Published: 2021/02/10


In the year 2003, Coleen Colombo joined BNC’s California branch in a senior underwriter position. Colombo’s office was part of the regional group offering a sizeable amount of loans to its customers. Colombo’s performance during the initial months was exemplary. This information was contained in a wrongful termination and harassment suit filed on her behalf and five fellow BNC employees in the California Superior Court. Coleen’s work environment changed for the worse in 2005 after a male colleague, working as a wholesaler started to bring her loans containing questionable attributes like incorrect salaries and occupations. Later on, the male colleague went as far as offering her a bribe, known as a spiff, in order to clear a loan that contained incorrect information (Downey, Hellriegel and Slocum n.p).

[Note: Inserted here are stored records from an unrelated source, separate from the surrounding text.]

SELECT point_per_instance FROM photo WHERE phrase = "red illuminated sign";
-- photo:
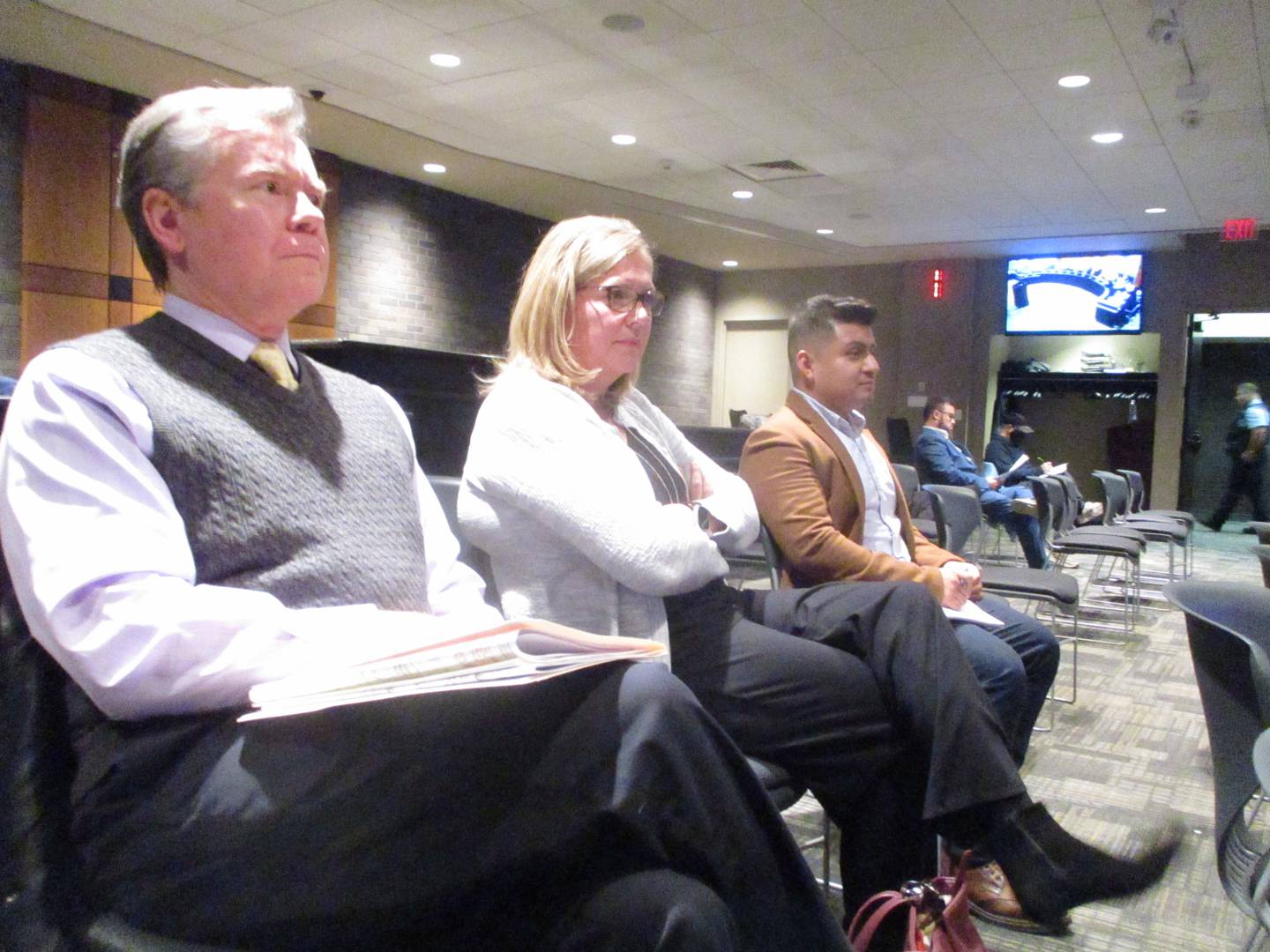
(1240, 230)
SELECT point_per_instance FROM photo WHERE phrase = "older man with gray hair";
(192, 508)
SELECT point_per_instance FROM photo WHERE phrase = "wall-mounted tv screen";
(1074, 294)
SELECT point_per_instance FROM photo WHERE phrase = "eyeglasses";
(623, 300)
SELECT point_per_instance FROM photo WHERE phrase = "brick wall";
(11, 117)
(433, 270)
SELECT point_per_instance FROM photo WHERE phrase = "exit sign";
(1240, 230)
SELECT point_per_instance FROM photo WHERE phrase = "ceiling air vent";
(775, 170)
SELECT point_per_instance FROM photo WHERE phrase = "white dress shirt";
(104, 573)
(882, 531)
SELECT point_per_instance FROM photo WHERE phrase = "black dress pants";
(862, 691)
(598, 810)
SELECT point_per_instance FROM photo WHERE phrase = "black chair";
(1229, 636)
(1263, 554)
(1116, 512)
(1138, 501)
(1056, 517)
(957, 510)
(475, 559)
(900, 441)
(42, 903)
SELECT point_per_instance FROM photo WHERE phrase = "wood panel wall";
(80, 267)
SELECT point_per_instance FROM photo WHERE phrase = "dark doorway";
(1213, 369)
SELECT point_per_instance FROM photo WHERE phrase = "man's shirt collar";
(851, 426)
(221, 331)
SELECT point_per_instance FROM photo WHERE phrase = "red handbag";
(938, 911)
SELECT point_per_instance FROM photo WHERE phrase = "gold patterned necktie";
(271, 360)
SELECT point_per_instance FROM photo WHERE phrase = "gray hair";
(170, 146)
(817, 319)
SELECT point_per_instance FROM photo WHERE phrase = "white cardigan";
(568, 517)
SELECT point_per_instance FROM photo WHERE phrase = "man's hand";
(700, 489)
(957, 583)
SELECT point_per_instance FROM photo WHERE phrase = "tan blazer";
(810, 496)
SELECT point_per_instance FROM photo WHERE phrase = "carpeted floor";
(1131, 753)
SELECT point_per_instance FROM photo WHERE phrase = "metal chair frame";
(1226, 629)
(955, 509)
(1064, 541)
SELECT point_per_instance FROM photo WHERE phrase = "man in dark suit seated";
(944, 461)
(190, 508)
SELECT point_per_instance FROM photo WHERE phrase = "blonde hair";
(169, 146)
(572, 254)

These bribes were prevalent in the organization, as evidenced by a former employee called Sylvia Vega-Sutfin. She posited that in order to approve the mortgages, the majority of the underwriters would demand a bribe. When Vega-Sutfin refused to comply, her life in the company suddenly took a turn for the worse, with her loan files disappearing mysteriously. This led to a substantial reduction in her commission checks. In the suit, Vega-Sutfin stated that her superiors had vowed to “make an example out of her” to intimidate others who made similar bribery complaints. Colombo also reports facing similar treatment from her bosses, with her complaints about attempted bribery brushed aside by the regional vice president. Colombo found herself threatened with dismissal if she persisted with her complaints. To exacerbate matters, the male employee behind the bribery attempts started to make sexual advances towards her. These occurrences made her stay in the company untenable, and she eventually resigned in 2005. In 2008, Lehman Brothers, BNC’s parent company filed for bankruptcy. This resulted in the putting on hold of the wrongful termination and harassment proceedings initiated by Colombo and the five other workers. However, Lehman Brother indicated its intention to oppose the allegations when proceedings resumed. During this period, sub-prime loans started to go bad which caused tough times for underwriters, a large number of whom had to leave the firm. Wall Street speedily reined in the firm’s mortgage and tightened the lending standards. They also forced the lenders to buy back the risky loans that it had previously been very happy to consume. Hence, the firm teetered on the verge of collapse, and the underwriter had to look elsewhere for jobs.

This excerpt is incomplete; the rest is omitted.